Target motions at different selleck chemicals speeds or directions cause peak responses in different MT neurons. MT provides the sensory drive for the system we study, smooth pursuit eye movements (Newsome et al., 1985, Groh et al., 1997 and Born et al., 2000). In the motor pathways for pursuit,
the representation of the desired eye motion is quite different from that in MT. In cerebellar neurons that are two synapses removed from the extraocular motoneurons, eye direction is determined by the relative firing of neurons that prefer horizontal versus vertical eye motion; eye speed is determined by the absolute firing rate of all neurons (Krauzlis and Lisberger, 1996). Thus, one of the major challenges faced by the pursuit circuit, and see more all sensory-motor behaviors, is to “read-out” or “decode” the sensory population response in a way that transforms sensory representations into the coordinate system of the muscles. The readout is continuous in the sense that it attempts to match eye velocity to whatever target velocity is present, rather than
making a forced-choice decision among a small number of speeds and/or directions (Lisberger and Westbrook, 1985 and Osborne et al., 2005).
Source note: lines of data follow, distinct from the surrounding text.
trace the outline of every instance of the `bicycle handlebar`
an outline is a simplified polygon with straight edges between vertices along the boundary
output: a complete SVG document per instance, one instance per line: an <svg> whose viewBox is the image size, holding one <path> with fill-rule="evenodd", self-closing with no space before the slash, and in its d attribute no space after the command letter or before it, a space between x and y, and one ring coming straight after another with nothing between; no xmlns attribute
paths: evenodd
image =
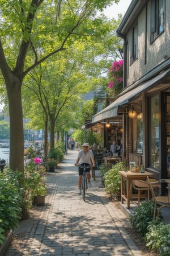
<svg viewBox="0 0 170 256"><path fill-rule="evenodd" d="M77 164L77 166L79 166L80 168L91 168L91 166L92 166L91 164L88 164L88 166L85 166L84 163Z"/></svg>

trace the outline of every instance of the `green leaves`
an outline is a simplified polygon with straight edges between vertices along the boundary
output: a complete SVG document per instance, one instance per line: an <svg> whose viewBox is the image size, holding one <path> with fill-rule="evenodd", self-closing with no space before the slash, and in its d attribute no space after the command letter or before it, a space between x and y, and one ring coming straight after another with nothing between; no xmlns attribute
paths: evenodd
<svg viewBox="0 0 170 256"><path fill-rule="evenodd" d="M147 227L150 222L153 220L154 209L154 202L146 200L137 207L130 217L132 226L142 237L144 237L146 234ZM161 222L162 220L162 216L160 214L159 221Z"/></svg>
<svg viewBox="0 0 170 256"><path fill-rule="evenodd" d="M104 175L104 184L107 193L120 198L121 191L121 176L119 171L125 169L125 163L122 162L113 165Z"/></svg>

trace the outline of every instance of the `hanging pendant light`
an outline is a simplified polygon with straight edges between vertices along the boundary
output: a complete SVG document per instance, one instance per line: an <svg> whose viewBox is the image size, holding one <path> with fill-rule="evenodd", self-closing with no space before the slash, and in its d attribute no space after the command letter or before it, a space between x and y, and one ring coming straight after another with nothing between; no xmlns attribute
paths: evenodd
<svg viewBox="0 0 170 256"><path fill-rule="evenodd" d="M130 110L129 111L129 117L130 118L135 118L137 117L137 112L134 110L133 105L131 104Z"/></svg>
<svg viewBox="0 0 170 256"><path fill-rule="evenodd" d="M107 128L110 128L110 127L111 126L110 123L109 123L109 122L108 121L105 123L105 125Z"/></svg>

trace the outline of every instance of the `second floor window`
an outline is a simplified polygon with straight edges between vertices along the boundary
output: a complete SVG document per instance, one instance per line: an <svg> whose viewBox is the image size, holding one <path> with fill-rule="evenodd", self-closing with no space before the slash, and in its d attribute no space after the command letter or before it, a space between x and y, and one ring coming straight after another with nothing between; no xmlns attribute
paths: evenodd
<svg viewBox="0 0 170 256"><path fill-rule="evenodd" d="M151 0L151 42L164 30L165 0Z"/></svg>

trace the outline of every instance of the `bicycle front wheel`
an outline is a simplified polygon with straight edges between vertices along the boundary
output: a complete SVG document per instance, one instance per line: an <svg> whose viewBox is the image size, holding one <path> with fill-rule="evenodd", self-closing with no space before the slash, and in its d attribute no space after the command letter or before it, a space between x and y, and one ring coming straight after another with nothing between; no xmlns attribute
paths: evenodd
<svg viewBox="0 0 170 256"><path fill-rule="evenodd" d="M85 193L86 193L86 179L84 177L83 179L83 200L85 201Z"/></svg>

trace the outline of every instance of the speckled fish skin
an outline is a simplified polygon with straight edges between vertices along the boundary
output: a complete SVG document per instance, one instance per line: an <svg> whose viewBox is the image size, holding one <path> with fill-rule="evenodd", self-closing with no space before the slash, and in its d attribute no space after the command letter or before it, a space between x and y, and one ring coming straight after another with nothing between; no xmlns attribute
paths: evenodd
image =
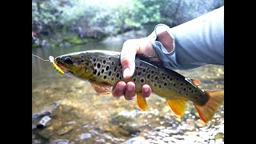
<svg viewBox="0 0 256 144"><path fill-rule="evenodd" d="M145 58L146 59L146 58ZM134 82L136 92L148 84L157 95L185 99L204 105L208 96L194 85L191 79L161 65L145 61L142 56L135 59L135 71L129 78L122 78L120 53L107 50L88 50L62 55L55 58L66 72L83 80L106 82L114 86L118 82Z"/></svg>

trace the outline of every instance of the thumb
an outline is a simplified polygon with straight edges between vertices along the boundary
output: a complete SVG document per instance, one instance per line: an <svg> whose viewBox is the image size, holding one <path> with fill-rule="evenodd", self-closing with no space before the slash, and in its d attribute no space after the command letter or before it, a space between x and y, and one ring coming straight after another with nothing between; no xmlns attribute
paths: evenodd
<svg viewBox="0 0 256 144"><path fill-rule="evenodd" d="M135 55L139 48L134 41L133 39L126 41L121 51L120 59L124 78L130 78L134 73Z"/></svg>

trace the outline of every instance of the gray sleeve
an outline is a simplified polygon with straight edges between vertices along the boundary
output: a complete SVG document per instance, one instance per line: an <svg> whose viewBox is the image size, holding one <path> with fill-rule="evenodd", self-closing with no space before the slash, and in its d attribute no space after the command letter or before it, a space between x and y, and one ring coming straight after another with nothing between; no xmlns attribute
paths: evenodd
<svg viewBox="0 0 256 144"><path fill-rule="evenodd" d="M174 49L156 41L157 28L149 36L158 56L170 69L187 70L206 64L224 65L224 6L166 30Z"/></svg>

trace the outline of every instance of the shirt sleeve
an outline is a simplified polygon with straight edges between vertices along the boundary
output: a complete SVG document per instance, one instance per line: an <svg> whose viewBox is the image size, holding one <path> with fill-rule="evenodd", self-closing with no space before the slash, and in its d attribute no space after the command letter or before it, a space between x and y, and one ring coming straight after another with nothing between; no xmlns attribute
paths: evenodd
<svg viewBox="0 0 256 144"><path fill-rule="evenodd" d="M172 51L156 41L158 27L166 27L158 31L167 31L174 39ZM158 24L149 38L158 58L167 68L188 70L206 64L223 66L224 6L173 28Z"/></svg>

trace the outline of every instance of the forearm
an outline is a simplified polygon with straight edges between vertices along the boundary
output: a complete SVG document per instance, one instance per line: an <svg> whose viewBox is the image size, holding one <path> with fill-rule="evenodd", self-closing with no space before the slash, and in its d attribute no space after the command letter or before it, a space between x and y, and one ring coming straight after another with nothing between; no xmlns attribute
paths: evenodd
<svg viewBox="0 0 256 144"><path fill-rule="evenodd" d="M161 30L164 30L158 32L156 27L158 35L154 31L149 38L159 59L170 69L224 65L223 11L224 6L171 29L168 27L166 30L171 40L167 42L158 41Z"/></svg>

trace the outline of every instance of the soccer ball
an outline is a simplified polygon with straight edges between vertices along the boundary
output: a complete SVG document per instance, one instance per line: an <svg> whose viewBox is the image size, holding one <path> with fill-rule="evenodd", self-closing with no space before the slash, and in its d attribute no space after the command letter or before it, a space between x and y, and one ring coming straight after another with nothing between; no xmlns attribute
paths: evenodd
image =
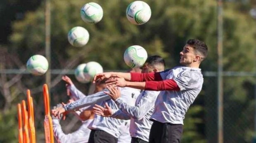
<svg viewBox="0 0 256 143"><path fill-rule="evenodd" d="M68 42L72 45L80 47L85 45L89 40L89 33L83 27L77 26L73 27L68 32Z"/></svg>
<svg viewBox="0 0 256 143"><path fill-rule="evenodd" d="M80 14L84 21L95 24L102 19L103 10L98 4L89 2L82 7L80 11Z"/></svg>
<svg viewBox="0 0 256 143"><path fill-rule="evenodd" d="M139 45L132 46L127 48L123 54L125 63L132 68L141 67L147 58L147 53L145 49Z"/></svg>
<svg viewBox="0 0 256 143"><path fill-rule="evenodd" d="M97 74L103 73L103 68L100 64L96 62L90 62L86 63L84 69L84 75L86 79L91 80Z"/></svg>
<svg viewBox="0 0 256 143"><path fill-rule="evenodd" d="M36 55L30 57L27 62L27 69L35 75L44 74L48 69L48 61L44 56Z"/></svg>
<svg viewBox="0 0 256 143"><path fill-rule="evenodd" d="M84 76L84 69L86 66L86 63L82 63L77 66L75 70L75 77L79 82L82 83L86 83L90 81L90 79L86 79Z"/></svg>
<svg viewBox="0 0 256 143"><path fill-rule="evenodd" d="M144 1L134 1L130 4L126 9L126 17L133 24L143 24L149 20L151 16L150 7Z"/></svg>

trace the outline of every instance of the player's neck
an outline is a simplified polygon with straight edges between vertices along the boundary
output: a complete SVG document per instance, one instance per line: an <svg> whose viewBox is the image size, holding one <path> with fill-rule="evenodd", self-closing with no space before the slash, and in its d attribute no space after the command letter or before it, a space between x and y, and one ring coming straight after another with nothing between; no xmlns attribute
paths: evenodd
<svg viewBox="0 0 256 143"><path fill-rule="evenodd" d="M185 65L185 66L190 68L199 68L200 63L192 63L190 64Z"/></svg>

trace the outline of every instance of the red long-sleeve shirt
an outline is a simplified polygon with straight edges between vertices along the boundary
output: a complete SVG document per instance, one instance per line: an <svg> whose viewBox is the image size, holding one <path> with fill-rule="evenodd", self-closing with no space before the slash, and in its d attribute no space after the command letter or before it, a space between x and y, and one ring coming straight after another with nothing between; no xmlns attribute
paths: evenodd
<svg viewBox="0 0 256 143"><path fill-rule="evenodd" d="M171 79L163 80L160 73L131 73L131 81L146 82L145 90L176 90L180 89L175 81Z"/></svg>

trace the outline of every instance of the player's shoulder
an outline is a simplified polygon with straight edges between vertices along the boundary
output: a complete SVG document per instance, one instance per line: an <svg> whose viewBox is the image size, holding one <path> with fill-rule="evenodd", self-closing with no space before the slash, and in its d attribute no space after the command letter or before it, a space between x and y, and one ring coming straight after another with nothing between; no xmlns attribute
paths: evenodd
<svg viewBox="0 0 256 143"><path fill-rule="evenodd" d="M199 68L191 68L184 67L179 70L177 77L188 82L201 82L203 80L201 69Z"/></svg>

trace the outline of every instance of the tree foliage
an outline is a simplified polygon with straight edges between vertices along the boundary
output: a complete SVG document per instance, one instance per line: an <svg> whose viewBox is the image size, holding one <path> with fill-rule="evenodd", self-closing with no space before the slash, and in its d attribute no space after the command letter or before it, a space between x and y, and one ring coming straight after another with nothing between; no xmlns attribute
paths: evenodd
<svg viewBox="0 0 256 143"><path fill-rule="evenodd" d="M224 70L252 71L254 69L255 62L255 23L248 12L250 8L250 4L253 2L227 1L224 3L223 13ZM201 65L203 71L217 70L216 1L145 0L151 6L152 15L148 22L140 26L131 24L126 17L126 7L132 1L130 0L93 1L102 6L104 15L101 21L91 25L85 23L80 15L81 8L89 1L51 1L51 68L66 68L71 61L76 61L76 64L68 67L74 68L79 63L94 61L100 63L105 70L126 70L128 67L123 60L123 53L126 48L135 45L143 47L150 55L162 56L167 67L171 68L178 64L179 53L186 41L190 38L196 38L205 42L209 48L208 57ZM44 6L45 4L41 3L36 10L26 12L24 19L12 24L12 32L9 39L11 44L8 45L8 52L10 54L19 53L18 59L24 65L32 55L44 54ZM81 48L72 47L67 40L68 31L77 26L85 27L90 34L88 43ZM32 77L26 75L22 79L25 86L29 88L37 87L44 80L42 77ZM213 107L209 107L202 101L212 99L217 103L216 80L207 78L205 77L204 88L196 100L195 105L191 107L186 115L183 136L184 142L205 142L210 138L217 139L214 135L209 135L210 137L206 138L205 134L208 131L207 129L216 129L217 126L214 122L211 126L205 127L209 122L216 119L217 115L214 114L215 118L212 119L204 118L204 116L211 114L208 112L217 111L216 104ZM243 124L241 123L243 119L248 116L242 113L251 108L251 104L247 103L252 98L249 93L253 90L245 87L246 87L245 85L251 86L253 83L251 77L224 78L224 111L225 109L228 112L236 111L236 116L224 113L224 120L235 117L229 122L234 124ZM65 88L63 84L58 83L53 88L52 94L58 95L58 97L52 97L52 103L55 104L57 102L64 101L61 99L67 98L63 93ZM40 98L36 98L37 104L42 105L39 103L41 101ZM14 103L13 105L16 103ZM236 104L240 106L236 107L234 105ZM229 108L230 106L235 107ZM238 107L241 106L243 108ZM6 116L8 116L8 114ZM246 127L250 125L248 123ZM37 127L39 131L37 133L42 133L42 125L38 125ZM235 135L238 132L234 129L239 127L227 126L225 129L231 134ZM10 130L16 130L17 128L12 126ZM236 138L242 142L249 142L251 137L250 135L251 129L245 128L243 130L244 131L242 133L239 132L241 136L237 136ZM215 133L213 135L215 135L217 130L214 131ZM246 139L243 138L244 136Z"/></svg>

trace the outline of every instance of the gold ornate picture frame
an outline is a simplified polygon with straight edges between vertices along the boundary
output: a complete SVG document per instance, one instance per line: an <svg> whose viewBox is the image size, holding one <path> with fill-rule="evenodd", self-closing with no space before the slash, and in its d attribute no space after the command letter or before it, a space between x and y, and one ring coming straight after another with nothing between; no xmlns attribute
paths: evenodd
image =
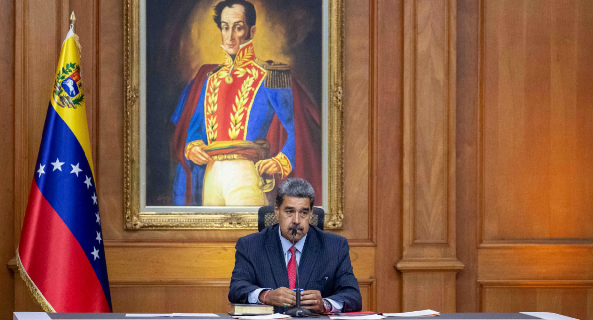
<svg viewBox="0 0 593 320"><path fill-rule="evenodd" d="M146 79L146 73L149 72L147 71L147 65L150 65L147 64L146 58L145 39L149 33L149 30L146 30L147 1L125 0L123 3L123 211L125 228L128 229L257 229L257 207L146 205L152 200L146 192L146 150L149 143L146 133L148 85ZM154 2L156 0L149 1ZM259 3L266 1L256 0L255 2ZM320 121L321 193L323 197L323 203L316 203L315 205L322 206L326 211L326 229L341 229L344 223L343 1L322 1L321 73L323 76ZM179 10L181 11L183 9ZM258 21L261 20L261 16L262 14L258 12ZM264 16L264 21L265 18ZM151 87L151 89L154 88ZM173 104L174 107L174 103ZM315 191L319 191L316 190Z"/></svg>

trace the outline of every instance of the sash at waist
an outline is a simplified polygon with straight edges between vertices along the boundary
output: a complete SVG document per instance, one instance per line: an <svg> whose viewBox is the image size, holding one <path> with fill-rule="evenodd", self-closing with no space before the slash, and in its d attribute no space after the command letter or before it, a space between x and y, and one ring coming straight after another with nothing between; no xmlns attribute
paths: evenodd
<svg viewBox="0 0 593 320"><path fill-rule="evenodd" d="M215 160L246 159L256 163L269 158L270 143L265 139L215 141L203 149Z"/></svg>

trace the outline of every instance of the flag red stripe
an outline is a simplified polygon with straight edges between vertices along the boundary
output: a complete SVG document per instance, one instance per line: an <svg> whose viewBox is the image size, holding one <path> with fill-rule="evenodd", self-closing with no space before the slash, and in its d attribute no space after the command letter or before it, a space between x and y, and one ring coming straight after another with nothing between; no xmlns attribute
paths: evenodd
<svg viewBox="0 0 593 320"><path fill-rule="evenodd" d="M87 254L34 180L31 185L18 254L29 277L55 310L110 311ZM90 252L88 254L92 258Z"/></svg>

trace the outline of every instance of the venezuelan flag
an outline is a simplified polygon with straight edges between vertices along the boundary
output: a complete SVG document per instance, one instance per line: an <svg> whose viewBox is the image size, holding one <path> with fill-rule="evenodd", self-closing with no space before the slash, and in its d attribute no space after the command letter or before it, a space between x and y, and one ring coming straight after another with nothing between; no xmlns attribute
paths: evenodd
<svg viewBox="0 0 593 320"><path fill-rule="evenodd" d="M111 311L72 27L62 45L18 245L21 276L47 312Z"/></svg>

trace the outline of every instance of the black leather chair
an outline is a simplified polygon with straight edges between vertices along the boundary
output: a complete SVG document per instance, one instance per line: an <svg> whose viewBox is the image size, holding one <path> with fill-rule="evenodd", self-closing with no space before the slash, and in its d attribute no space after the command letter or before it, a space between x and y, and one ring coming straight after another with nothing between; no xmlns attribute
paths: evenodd
<svg viewBox="0 0 593 320"><path fill-rule="evenodd" d="M321 208L313 207L313 216L311 218L310 225L314 225L323 230L323 222L325 212ZM271 226L278 223L274 215L274 206L268 206L262 207L257 213L257 229L260 231L267 226Z"/></svg>

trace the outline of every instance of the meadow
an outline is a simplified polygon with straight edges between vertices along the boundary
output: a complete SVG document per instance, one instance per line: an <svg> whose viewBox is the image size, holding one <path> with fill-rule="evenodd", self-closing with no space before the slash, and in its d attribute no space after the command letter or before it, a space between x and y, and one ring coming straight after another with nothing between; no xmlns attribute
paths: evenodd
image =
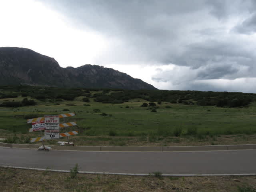
<svg viewBox="0 0 256 192"><path fill-rule="evenodd" d="M89 92L93 96L104 91ZM6 95L14 92L4 89L2 92ZM36 102L36 105L0 107L0 137L7 138L9 142L28 143L30 137L42 135L40 132L28 133L32 126L26 123L27 119L69 112L76 115L60 119L61 122L77 121L77 126L67 127L63 132L78 130L78 135L70 138L78 145L227 144L256 140L255 102L246 107L230 108L152 102L141 98L113 104L95 102L93 96L78 96L68 100L36 99L23 95L0 99L0 104L25 98ZM145 103L148 106L142 106ZM56 141L48 142L54 144Z"/></svg>

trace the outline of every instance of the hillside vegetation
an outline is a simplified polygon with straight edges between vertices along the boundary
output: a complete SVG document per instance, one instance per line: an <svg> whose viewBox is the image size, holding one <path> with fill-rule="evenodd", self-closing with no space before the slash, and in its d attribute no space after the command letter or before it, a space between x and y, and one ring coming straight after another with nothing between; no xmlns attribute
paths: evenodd
<svg viewBox="0 0 256 192"><path fill-rule="evenodd" d="M29 86L2 86L0 90L1 137L8 138L9 142L28 143L29 138L41 135L28 132L31 124L26 123L27 119L71 112L76 116L61 120L77 121L78 126L61 132L78 130L79 134L70 138L78 145L256 141L254 94ZM47 142L56 144L56 141Z"/></svg>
The initiation of pursuit uses the population response in area MT to estimate target velocity: T⇀=f(rMT). The estimate of target velocity then is converted to commands for pursuit, possibly with some added noise: E⇀=T⇀+ξ. Our previous work has led to the hypothesis of a sensory origin for most of the variation in the initiation of pursuit (Osborne et al.,
2005, Osborne et al., 2007 and Medina and Lisberger, 2007), with little or no noise,ξξ, added after sensory estimation. Sensory noise exists because correlations between Sitaxentan the responses of individual MT neurons limit noise reduction by pooling across the population (Shadlen et al., 1996 and Huang and Lisberger, 2009). One goal of the present paper was to provide a critical test of the hypothesis of a sensory origin to motor noise. If the hypothesis is true, then the trial-by-trial variation in responses of individual MT neurons should be correlated with the variation in the initiation of pursuit: there should be strong “MT-pursuit” correlations. The hypothesis also predicts that the trial-by-trial variance of pursuit initiation should be only modestly smaller than the trial-by-trial variance of the responses of MT neurons, because of the limits on noise reduction. Our data satisfy both of these predictions, providing strong, direct support for the hypothesis of a sensory origin for at least some of the variation in pursuit initiation. Our findings in pursuit initiation imply generality for the suggestion that much of the variation in arm movements (Churchland et al.